PostHog mérite une mention particulière ici. Cette société d’analytics produit open source, avec des équipes au Royaume-Uni et aux États-Unis, a longtemps été remote-first. Sa présence dans le fil de mai 2026 montre que les startups remote-first peuvent encore attirer des candidats techniques malgré la vague RTO, et qu’elles continuent de considérer HN comme un canal d’échange entre techniciens. CodeWeavers (la société liée à Wine open source), IPinfo et Loophole Labs suivent un profil similaire — des entreprises techniques de taille intermédiaire, avec une clientèle plutôt développeuse et une culture naturellement remote-first.
En matière d’employer branding, l’existence de cette liste compte davantage que le classement lui-même. Elle montre qu’en 2026, « afficher publiquement le full remote dans ses recrutements » reste un signal fort : cela attire les candidats sensibles à la culture remote-first, un différenciateur que les grands acteurs ayant pivôté vers le RTO ne peuvent plus vraiment proposer.

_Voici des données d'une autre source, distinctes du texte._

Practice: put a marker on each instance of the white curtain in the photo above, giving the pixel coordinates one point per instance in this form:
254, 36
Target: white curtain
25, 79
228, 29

4. Transparence salariale +6,9 points — la métrique qui progresse le plus vite du rapport
Deux métriques côte à côte :

| Métrique | 2025-05 | 2026-05 | Évolution |
|---|---|---|---|
| Salaire indiqué | 20,5% | 27,4% | +6,9 pp |
| Sponsoring visa mentionné | 2,6% | 2,8% | +0,2 pp |
La divulgation du salaire passe de 20,5 % à 27,4 % — soit +6,9 points en douze mois, le mouvement le plus rapide de ce jeu de données. C’est environ deux fois plus que la hausse de l’hybride (+3,6 points). Le moteur principal est la législation américaine sur la transparence des rémunérations — la SB 1162 en Californie (entrée en vigueur en 2023), le Colorado Equal Pay for Equal Work Act (renforcé entre 2021 et 2023), New York (entrée en vigueur en septembre 2023) et Washington (entrée en vigueur en janvier 2023). Ces lois obligent les employeurs dépassant certains seuils de taille à publier des fourchettes de rémunération dans leurs offres. Une fois la conformité en place, les employeurs multi-États se retrouvent pratiquement obligés de publier cette information dans toutes leurs annonces — ne pas le faire enfreint les lois de ces États.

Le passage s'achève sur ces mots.